After the war, he became a naval aviator in 1946, and tested jets for the Navy until the end of the 1950s, flying with John Glenn and Alan Shepard; he also served in the Korean War and in the Vietnam War.

Between Korea and Vietnam, he was seconded to the Royal Navy, serving aboard HMS Bulwark, as a pilot, in the mid-1950s. On his return to the United States, in 1956, he tested the Douglas A-3 Skywarrior and its landing capabilities on USS Forrestal.

In the 1960s, he commanded a carrier squadron, and, from December 1968 to late 1969, USS Forrestal. During his time as skipper, Forrestal suffered a minor fire at Norfolk Navy Yard that injured eight.

In 1970, he was attached to the National Military Command Center, as the deputy director, before becoming an aide to General Alexander Haig later in the decade, during Haig's time as Supreme Allied Commander Europe.

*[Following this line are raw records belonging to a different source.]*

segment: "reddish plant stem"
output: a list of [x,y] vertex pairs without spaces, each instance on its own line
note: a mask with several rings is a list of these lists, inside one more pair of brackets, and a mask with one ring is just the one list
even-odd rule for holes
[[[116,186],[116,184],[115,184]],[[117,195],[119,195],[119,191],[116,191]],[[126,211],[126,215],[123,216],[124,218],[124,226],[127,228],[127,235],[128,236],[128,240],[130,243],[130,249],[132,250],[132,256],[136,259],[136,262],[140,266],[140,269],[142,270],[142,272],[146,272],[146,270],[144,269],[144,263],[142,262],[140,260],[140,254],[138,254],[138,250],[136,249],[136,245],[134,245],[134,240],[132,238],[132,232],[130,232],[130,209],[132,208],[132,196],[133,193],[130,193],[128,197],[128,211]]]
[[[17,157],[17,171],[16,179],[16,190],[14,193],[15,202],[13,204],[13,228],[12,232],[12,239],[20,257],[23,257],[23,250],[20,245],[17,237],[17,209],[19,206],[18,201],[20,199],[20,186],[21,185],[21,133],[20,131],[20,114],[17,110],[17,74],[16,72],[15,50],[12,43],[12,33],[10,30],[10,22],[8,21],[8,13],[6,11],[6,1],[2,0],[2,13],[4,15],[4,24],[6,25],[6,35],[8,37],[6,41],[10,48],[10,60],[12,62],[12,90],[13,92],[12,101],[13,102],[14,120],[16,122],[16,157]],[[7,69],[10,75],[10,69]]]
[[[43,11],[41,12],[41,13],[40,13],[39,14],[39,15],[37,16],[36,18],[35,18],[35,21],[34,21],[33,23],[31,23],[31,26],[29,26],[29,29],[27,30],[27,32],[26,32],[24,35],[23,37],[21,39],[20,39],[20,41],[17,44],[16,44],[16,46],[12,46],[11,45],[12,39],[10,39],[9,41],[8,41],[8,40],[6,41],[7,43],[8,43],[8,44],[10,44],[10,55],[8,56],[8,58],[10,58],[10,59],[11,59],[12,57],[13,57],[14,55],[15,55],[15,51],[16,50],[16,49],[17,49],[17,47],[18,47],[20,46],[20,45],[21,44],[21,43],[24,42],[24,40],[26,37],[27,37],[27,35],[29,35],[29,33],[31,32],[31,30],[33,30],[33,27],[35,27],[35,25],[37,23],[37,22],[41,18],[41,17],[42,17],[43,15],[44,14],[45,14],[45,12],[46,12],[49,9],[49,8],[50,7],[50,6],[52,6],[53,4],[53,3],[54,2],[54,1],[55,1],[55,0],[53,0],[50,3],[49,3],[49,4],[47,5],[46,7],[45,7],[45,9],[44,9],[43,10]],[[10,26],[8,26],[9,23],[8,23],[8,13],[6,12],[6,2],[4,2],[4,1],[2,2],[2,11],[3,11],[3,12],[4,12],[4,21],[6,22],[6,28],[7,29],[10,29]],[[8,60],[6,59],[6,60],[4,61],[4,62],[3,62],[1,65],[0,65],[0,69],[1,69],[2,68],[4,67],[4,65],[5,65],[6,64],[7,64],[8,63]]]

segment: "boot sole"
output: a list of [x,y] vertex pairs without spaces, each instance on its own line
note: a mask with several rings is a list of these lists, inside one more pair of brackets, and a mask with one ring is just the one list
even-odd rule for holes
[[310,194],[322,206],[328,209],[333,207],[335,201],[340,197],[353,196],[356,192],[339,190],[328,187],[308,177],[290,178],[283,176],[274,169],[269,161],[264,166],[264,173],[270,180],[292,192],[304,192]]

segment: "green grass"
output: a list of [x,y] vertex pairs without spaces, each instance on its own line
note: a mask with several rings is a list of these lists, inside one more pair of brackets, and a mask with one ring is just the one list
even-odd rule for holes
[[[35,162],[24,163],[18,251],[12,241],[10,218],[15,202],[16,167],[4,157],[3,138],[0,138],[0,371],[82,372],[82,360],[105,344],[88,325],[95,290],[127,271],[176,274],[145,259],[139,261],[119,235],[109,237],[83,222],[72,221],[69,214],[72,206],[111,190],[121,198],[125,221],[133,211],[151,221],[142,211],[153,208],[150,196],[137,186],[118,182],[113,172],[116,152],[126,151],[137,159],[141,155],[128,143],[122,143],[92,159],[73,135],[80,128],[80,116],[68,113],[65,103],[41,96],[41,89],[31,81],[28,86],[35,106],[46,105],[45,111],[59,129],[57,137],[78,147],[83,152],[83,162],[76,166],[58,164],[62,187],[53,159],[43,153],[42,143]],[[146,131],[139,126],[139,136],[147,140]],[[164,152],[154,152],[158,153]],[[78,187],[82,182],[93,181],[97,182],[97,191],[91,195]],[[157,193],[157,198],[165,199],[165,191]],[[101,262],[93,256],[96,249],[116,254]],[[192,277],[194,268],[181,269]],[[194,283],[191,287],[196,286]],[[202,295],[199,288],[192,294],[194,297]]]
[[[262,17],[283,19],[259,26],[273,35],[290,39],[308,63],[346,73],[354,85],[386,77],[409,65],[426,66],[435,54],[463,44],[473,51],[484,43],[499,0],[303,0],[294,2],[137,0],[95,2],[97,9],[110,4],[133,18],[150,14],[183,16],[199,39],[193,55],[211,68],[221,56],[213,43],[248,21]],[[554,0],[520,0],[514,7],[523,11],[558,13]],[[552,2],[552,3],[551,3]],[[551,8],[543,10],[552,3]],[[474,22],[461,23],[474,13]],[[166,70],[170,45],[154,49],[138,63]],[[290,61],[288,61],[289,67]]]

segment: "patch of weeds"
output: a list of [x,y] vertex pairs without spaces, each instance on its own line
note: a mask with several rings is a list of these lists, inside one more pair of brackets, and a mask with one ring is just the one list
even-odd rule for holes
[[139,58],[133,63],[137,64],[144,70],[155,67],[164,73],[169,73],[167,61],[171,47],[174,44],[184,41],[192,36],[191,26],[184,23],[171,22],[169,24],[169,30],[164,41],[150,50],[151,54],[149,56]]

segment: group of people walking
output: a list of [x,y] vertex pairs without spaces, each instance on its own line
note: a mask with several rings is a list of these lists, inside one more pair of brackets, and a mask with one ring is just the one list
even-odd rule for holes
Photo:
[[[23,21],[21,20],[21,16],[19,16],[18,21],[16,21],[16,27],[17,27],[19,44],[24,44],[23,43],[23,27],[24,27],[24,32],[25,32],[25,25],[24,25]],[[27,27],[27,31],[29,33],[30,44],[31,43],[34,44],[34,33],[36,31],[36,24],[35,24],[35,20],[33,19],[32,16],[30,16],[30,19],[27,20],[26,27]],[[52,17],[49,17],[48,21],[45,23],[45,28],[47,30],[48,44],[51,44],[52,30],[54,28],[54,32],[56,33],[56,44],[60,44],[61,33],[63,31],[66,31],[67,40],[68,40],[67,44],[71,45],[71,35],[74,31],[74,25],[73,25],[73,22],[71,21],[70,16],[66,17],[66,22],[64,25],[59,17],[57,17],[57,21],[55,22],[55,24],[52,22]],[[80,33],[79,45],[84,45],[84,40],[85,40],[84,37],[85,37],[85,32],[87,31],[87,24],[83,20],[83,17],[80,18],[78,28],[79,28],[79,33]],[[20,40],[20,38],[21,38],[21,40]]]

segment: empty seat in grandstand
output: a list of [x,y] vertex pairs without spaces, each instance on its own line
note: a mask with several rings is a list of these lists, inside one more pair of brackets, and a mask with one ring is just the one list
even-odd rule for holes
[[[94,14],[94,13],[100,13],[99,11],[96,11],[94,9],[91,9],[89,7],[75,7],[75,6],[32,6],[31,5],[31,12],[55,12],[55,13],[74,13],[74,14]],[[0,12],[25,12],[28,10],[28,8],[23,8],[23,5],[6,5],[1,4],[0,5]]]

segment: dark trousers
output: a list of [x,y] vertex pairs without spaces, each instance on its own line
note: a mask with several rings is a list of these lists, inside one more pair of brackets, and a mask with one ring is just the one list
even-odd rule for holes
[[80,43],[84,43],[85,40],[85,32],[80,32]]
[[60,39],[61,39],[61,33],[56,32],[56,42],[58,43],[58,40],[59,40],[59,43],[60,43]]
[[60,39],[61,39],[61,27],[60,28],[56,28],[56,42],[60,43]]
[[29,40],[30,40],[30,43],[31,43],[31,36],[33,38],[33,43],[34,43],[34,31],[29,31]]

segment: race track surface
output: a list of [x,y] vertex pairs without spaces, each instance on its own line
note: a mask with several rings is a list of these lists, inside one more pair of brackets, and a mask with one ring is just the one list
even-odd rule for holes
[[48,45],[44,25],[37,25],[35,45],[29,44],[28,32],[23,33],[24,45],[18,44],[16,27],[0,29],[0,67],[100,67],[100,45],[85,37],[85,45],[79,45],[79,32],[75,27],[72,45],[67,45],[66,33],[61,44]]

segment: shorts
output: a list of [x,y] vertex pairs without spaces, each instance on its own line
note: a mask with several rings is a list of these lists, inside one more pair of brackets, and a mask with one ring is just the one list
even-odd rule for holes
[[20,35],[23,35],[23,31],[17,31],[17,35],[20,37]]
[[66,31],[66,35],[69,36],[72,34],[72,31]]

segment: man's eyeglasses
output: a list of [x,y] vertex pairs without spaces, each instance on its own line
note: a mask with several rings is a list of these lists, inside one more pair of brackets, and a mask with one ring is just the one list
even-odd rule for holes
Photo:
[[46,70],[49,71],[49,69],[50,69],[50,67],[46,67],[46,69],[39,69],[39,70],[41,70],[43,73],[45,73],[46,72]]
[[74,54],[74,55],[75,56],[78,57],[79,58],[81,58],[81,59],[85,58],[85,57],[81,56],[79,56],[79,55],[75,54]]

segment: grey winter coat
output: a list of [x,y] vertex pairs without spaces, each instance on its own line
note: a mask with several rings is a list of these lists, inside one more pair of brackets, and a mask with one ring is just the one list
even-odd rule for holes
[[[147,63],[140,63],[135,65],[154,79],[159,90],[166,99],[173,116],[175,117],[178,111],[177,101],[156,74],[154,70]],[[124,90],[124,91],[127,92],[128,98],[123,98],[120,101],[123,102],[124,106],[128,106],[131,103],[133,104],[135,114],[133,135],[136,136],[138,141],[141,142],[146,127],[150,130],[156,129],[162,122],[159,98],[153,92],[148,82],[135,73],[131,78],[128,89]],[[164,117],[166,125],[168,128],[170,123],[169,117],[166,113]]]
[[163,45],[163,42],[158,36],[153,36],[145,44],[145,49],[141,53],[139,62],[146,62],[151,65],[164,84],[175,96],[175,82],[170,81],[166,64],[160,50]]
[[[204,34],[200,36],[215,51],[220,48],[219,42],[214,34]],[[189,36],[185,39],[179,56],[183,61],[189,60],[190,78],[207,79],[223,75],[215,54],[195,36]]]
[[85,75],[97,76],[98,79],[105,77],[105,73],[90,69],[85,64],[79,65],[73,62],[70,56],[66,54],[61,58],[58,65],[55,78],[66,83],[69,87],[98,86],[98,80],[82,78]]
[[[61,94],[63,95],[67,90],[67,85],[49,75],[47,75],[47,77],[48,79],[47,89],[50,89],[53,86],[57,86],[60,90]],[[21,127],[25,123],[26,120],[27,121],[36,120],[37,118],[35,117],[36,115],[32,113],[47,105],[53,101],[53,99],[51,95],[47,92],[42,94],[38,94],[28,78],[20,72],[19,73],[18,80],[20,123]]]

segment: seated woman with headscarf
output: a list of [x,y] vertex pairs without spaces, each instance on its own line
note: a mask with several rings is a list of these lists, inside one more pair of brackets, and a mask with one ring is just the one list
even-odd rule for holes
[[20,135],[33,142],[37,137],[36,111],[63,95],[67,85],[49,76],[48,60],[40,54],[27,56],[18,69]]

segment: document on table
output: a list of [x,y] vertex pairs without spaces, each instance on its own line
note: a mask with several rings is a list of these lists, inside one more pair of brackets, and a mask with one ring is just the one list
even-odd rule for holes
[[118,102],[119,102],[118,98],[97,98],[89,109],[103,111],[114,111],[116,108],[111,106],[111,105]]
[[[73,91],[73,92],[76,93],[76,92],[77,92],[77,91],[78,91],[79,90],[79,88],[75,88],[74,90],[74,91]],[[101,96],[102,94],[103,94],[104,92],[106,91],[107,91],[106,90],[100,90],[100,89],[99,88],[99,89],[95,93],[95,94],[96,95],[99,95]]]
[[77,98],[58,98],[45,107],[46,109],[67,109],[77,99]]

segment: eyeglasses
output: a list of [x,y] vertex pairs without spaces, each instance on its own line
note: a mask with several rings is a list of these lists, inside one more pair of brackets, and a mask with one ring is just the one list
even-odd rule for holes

He capped his naval career at the Pentagon, as assistant vice chief of naval operations.

Consultant
After retiring from the Navy on January 1, 1979, with the rank of rear admiral, Nance became a consultant for the Saudi Arabian government, reorganizing the Royal Saudi Navy. He also was a consultant for the United States Senate, helping Helms with the proposed SALT II treaties.

White House career

Nance was sworn in as Deputy National Security Advisor on January 21, 1981, with the start of President Ronald Reagan's term. 

At the time, the United States National Security Council under Richard V. Allen, the National Security Advisor, was split into four, with Major General Robert L. Schweitzer heading the military quarter, and Nance above him; Nance, considered well-connected, later took on Schweitzer's duties after the general's removal from the council for inopportune remarks. Allen also placed him in charge of a secret effort, Operation Golden Eagle, to resolve the Vietnam War POW/MIA issue by finding and releasing any men held: the first attempt failed, a second attempt was delayed, and further action was scrapped by the end of the year, by which point Allen was out of the White House.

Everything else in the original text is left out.